Restoring SQL Server Databases in RDS from S3

Michael, 19 November 2018

I often don’t play in RDS that much but every once in a while I jump back into it when a clients needs me to do so. I know that there is a way of restoring a SQL Server database from an S3 location, but for the life of me I could remember how it was done. For added bonus points I decided that I should try interacting with the database completely without a windows host.
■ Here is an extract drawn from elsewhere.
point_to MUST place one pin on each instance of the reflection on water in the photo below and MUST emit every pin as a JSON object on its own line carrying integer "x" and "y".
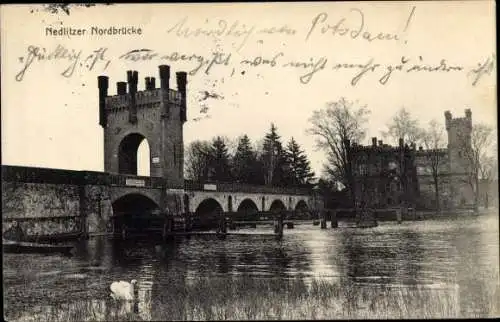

The trick to ensure that the database can be restored is to assign an Option Group to the RDS Instance:

RDSOptionGroup:
  Type: "AWS::RDS::OptionGroup"
  Properties:
    EngineName: "sqlserver-web"
    MajorEngineVersion: "13.00"
    OptionGroupDescription: "DB Option Group for nonprod-test-appname"
    OptionConfigurations:
        - OptionName: SQLSERVER_BACKUP_RESTORE
          OptionSettings:
          - Name: IAM_ROLE_ARN
            Value: arn:aws:iam::123456789012:role/client-role-appname-rdsrestore
    Tags:
      - Key: Name
        Value: "nonprod-test-appname"

RDSInstance:
  Type: "AWS::RDS::DBInstance"
  Properties:
    AllowMajorVersionUpgrade: "False"
    AutoMinorVersionUpgrade: "True"
    CopyTagsToSnapshot: "True"
    Engine: sqlserver-web
    EngineVersion: 13.00.4466.4.v1
    DBInstanceClass: "db.t2.small"
    DBSubnetGroupName: !Ref RDSSubnetGroup
    MultiAZ: "False"
    OptionGroupName: !Ref RDSOptionGroup
    PubliclyAccessible: "False"
    Tags:
      - Key: "Name"
        Value: "nonprod-test-app"
    DBInstanceIdentifier: "nonprod-test-app"
    AllocatedStorage: "20"
    BackupRetentionPeriod: "35"
    MasterUserPassword: !Ref MasterUserPassword
    MasterUsername: DBUser
    StorageEncrypted: True
    StorageType: "gp2"
    VPCSecurityGroups:
          sg-0123456780abcdefg

Now, the bits to note above is the MajorEngineVersion of 13 is actually SQL Server 2016 and the OptionConfigurations points to an IAM role. It is this IAM role that RDS uses to actually perform the backup or restore operation. The IAM role needs to be similar to the following:

UserRoleAppRdsRestore:
  Type: "AWS::IAM::Role"
  Properties:
    RoleName: "client-role-appname-rdsrestore"
    AssumeRolePolicyDocument:
      Statement:
        - Action: [ "sts:AssumeRole" ]
          Effect: Allow
          Principal:
            Service: [ "rds.amazonaws.com" ]

UserPolicyAppRdsRestore:
  Type: "AWS::IAM::Policy"
  Properties:
    Roles:
        - !Ref UserRoleAppRdsRestore
    PolicyName: "APP-POLICY-RDSRESTORE"
    PolicyDocument:
        Statement:
          - Action:
            - "s3:PutObject"
            - "s3:GetObject"
            - "s3:GetObjectMetaData"
            - "s3:AbortMultipartUpload"
            - "s3:ListMultipartUploadParts"
            - "s3:ListBucket"
            - "s3:GetBucketLocation"
          Effect: Allow
          Resource:
            - "arn:aws:s3:::bucket_name"
            - "arn:aws:s3:::bucket_name/*"

Once this is deployed, log into an instance that has network access to the RDS instance and run the following commands (note: This assumes Docker is installed and running on the host):

docker run -it mcr.microsoft.com/mssql-tools

Then run the following to connect to the host:

sqlcmd -S nonprod-test-app.abcdefghijk.ap-southeast-2.rds.amazonaws.com -U dbusername

At this point you should be logged into the database, then type the following commands:

use master
go
exec msdb.dbo.rds_restore_database @restore_db_name='dbname', @S3_arn_to_restore_from='arn:aws:s3:::bucket_name/folder/db.bak'
go

To check the status of the restore run the following command inside the same window:

exec msdb.dbo.rds_task_status

And hopefully your database should be successfully restored.